# Reinforcement Learning Based Cognitive Radio Project

*by Leif Skunberg, Michael Lyons, and Charles Culpepper, December, 2017*

## Table of Contents
* [Introduction](#Introduction)
* [Problem](#Problem)
* [Methods](#Methods)
* [Team](#Team)
* [Results](#Results)
* [Conclusions](#Conclusions)

## Introduction

#### Artificial Intelligence

Artificial intelligence, and the concept of a cognitive radio, have both been around for quite a while. Machines have been learning since at least 1950, with Alan Turing’s aptly named Learning Machine. But the mathematical foundations come from Bayes Theroem and the concept of least squares, which originates in the early 1800s. 
Artificial intelligence, as the name implies, is the creation of a synthetic form of intelligence. The goal is to create a machine that can learn. While we started with Turing’s simple machine, we would have a form of neural networks a couple of years later. The concept has been studied and abstracted almost constantly since then. Today, machine learning and artificial intelligence are one of the hottest trends in technology. A lot of the math that wasn’t worked out in the fifties, is readily available in 2017. The computers today are also infinitely more powerful, and can perform calculations in real time that early computers couldn’t process at all. These developments bring the possibility of a true cognitive radio closer to a realistic possibility

#### Cognitive Radio

Radio is ubiquitous in our society. Radio waves cover our globe, and provide everything from standard communication, to music in your car, to the frequencies used to provide the world with wireless internet. Radio waves are a type of electromagnetic radiation at a given range of frequencies. There are other waves in this spectrum, depending on the frequency. These include everything from x-rays and infrared, to UV and standard light. Currently, you tune a radio to a frequency, and it will pick up any communications on that channel. The stronger your radio, the more of the range it can access and transmit through. Some frequencies are off limits for civilians, and some others are used for specific services, like wi-fi. But within the standard range, most people know what it means to tune a radio to a frequency – the number on your favorite radio station, is a frequency.

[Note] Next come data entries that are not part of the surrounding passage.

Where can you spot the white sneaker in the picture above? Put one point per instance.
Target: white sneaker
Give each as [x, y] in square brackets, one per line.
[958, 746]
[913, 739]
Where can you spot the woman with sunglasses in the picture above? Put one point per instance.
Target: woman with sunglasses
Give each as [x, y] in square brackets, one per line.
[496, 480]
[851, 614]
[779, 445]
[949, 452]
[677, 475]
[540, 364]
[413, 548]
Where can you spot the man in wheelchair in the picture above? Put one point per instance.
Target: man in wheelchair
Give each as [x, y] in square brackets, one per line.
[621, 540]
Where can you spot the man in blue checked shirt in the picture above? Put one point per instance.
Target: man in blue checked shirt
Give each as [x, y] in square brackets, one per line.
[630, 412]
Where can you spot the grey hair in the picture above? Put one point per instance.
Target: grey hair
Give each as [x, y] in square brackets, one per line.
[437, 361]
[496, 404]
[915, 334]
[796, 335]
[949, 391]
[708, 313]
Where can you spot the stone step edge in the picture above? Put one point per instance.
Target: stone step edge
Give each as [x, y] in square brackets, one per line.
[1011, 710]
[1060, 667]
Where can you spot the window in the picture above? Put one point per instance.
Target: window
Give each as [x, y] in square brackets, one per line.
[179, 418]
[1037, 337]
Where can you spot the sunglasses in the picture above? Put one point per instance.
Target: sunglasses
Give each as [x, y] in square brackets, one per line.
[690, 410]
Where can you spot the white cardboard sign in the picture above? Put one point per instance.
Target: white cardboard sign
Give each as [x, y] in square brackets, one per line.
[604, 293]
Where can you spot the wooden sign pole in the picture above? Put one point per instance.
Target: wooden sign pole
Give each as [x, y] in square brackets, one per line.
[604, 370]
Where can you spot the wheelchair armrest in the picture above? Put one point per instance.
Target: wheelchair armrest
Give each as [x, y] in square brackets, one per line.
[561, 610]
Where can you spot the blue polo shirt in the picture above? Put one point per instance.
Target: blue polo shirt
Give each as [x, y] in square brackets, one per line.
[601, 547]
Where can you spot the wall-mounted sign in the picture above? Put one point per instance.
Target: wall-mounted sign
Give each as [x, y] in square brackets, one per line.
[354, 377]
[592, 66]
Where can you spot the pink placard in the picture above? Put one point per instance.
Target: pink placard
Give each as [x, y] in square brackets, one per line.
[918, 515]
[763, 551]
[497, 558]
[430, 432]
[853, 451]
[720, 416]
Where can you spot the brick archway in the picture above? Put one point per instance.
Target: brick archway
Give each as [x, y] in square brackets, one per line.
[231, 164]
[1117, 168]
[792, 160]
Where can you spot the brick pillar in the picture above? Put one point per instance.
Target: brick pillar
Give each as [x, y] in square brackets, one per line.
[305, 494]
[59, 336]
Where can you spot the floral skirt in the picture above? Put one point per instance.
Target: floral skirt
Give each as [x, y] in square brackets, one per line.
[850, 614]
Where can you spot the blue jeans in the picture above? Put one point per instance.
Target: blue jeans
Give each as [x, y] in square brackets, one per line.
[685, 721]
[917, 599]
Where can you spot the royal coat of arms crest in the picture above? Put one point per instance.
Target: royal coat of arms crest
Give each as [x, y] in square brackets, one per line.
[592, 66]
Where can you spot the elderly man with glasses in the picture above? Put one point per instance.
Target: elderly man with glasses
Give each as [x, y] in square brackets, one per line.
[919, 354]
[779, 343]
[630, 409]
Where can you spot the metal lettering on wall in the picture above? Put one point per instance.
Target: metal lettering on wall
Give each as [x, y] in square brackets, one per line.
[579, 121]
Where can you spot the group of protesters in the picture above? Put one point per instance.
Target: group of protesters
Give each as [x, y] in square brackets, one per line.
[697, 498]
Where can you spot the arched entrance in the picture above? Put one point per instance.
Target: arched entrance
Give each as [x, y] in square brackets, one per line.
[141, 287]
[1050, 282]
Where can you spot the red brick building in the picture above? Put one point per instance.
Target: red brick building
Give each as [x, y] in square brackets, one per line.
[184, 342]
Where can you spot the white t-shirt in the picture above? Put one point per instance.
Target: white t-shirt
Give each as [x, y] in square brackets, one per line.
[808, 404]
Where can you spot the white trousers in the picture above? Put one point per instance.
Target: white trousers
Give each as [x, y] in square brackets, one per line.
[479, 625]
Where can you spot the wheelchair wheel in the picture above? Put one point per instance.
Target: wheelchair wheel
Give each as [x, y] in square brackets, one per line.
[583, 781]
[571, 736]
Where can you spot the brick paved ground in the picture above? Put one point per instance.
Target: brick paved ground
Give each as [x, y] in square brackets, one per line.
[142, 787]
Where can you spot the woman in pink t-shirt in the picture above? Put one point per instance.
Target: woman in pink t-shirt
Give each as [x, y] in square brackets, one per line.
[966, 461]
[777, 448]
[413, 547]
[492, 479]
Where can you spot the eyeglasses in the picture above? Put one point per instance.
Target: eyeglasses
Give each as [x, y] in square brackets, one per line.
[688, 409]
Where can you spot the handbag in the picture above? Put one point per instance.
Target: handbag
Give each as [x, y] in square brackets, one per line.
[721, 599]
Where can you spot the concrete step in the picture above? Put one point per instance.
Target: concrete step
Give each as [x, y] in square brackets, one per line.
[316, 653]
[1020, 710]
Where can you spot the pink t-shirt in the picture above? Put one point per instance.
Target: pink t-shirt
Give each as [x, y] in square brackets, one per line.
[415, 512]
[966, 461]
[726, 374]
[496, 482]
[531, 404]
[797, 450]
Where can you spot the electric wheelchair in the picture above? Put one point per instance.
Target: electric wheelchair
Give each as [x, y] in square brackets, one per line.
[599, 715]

In addition to simply tuning into the right frequency, there are several components to radio communications, the most obvious of which is interference. As you drive out of your local area, you may notice your radio station start to pick up another, or maybe die off into static. Either way, you’re seeing a form of interference. Ideally, if you can stay on the channels with the least interference, you’ll always have a clear line of communication.

A cognitive radio is one that can see, and over time, learn, which frequencies have the least interference at a given time, and can hop to the channel with least interference so that the communication stays clear. Basically, a cognitive radio is one that switches frequencies for you, depending on what it thinks is the clearest line of communication. At it’s most basic, it can simply decide between lines that are open, and lines that are already in use, keeping the user on the open lines as much as possible. This frequency hopping is called Frequency Hopping Spread Spectrum (FHSS).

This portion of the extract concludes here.